Ebola is a minor disease, On a typical day, malaria kills more people than Ebola. HT: Crawford Kilian.
The Tyee has published my article Ebola Outbreak: This
Is Just the Prequel, based on a couple of my recent posts here. Excerpt:
The other day, Victoria doctor Azaria Marthyman came home from a stint at a hospital in Liberia and put himself in voluntary quarantine. He'd been working with a medical missionary group, Samaritan's Purse, as the West African Ebola outbreak worsened. Two of his American colleagues had come down with Ebola. While Dr. Marthyman had no symptoms, he wasn't taking any chances of passing Ebola on to others.
It was a sensible precaution in an age of global travel. Ebola is not, in itself, a serious threat outside West Africa. But it's a harbinger of future outbreaks and a test of how well Canada will do against worse infections.
We've already had a couple of imported-disease scares this year. Last winter, a Red Deer nurse came home to Canada from a visit to China and died here of H5N1 avian flu. And in the early stages of the current Ebola outbreak, a Canadian mining engineer came home from Liberia with a suspicious fever, giving Saskatoon an anxious day or two.
Ebola is a minor disease.
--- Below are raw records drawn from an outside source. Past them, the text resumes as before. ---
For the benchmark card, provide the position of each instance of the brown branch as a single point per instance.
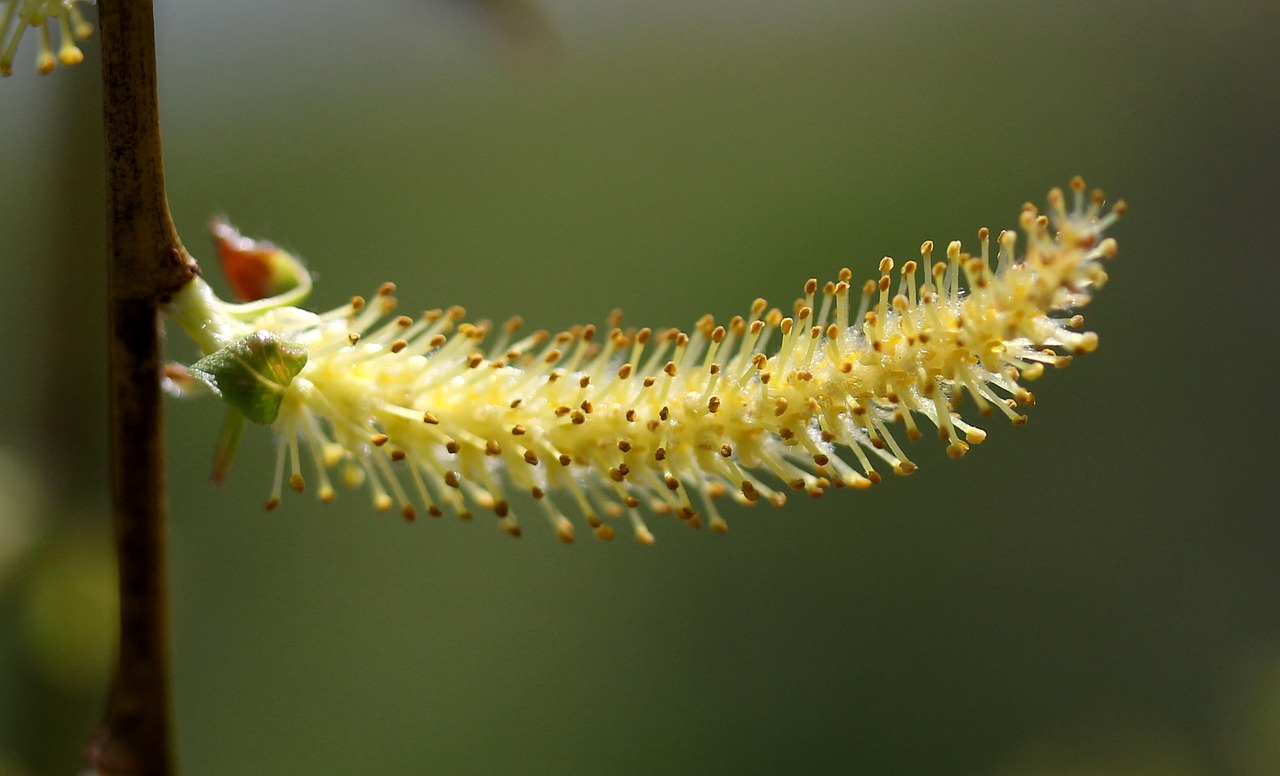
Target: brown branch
(146, 263)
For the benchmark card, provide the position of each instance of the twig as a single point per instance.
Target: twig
(147, 261)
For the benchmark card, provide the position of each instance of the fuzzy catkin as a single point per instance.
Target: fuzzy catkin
(608, 423)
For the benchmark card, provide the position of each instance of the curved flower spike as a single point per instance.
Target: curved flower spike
(37, 14)
(424, 414)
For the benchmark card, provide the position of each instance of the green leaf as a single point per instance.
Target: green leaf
(252, 373)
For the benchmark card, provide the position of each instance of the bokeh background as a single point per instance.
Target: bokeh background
(1095, 593)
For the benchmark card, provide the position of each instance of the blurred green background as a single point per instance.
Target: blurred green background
(1095, 593)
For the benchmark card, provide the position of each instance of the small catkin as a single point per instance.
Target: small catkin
(446, 415)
On a typical day, malaria kills more people than Ebola has killed (around 2,000) since it was first identified back in 1976. But Ebola is in the news because it's a classic "McGuffin," the plot gimmick for an exciting story.
Malaria may sicken and kill far more people around the world, but we've developed psychological immunity to it.
Ebola gets past our defences: it may make you bleed from all your orifices, it's most contagious when people care for the victim or the corpse, and it can kill anywhere up to 90 per cent of the people it infects.
The present outbreak, beginning early this year, gave us an opening hook: the small beginning. In an obscure corner of an obscure country, a disease had shown up where it had no business being. But it was so lethal that if it spread countless people would be at risk.
So Ebola raised the stakes, and in any worthy story high stakes are important.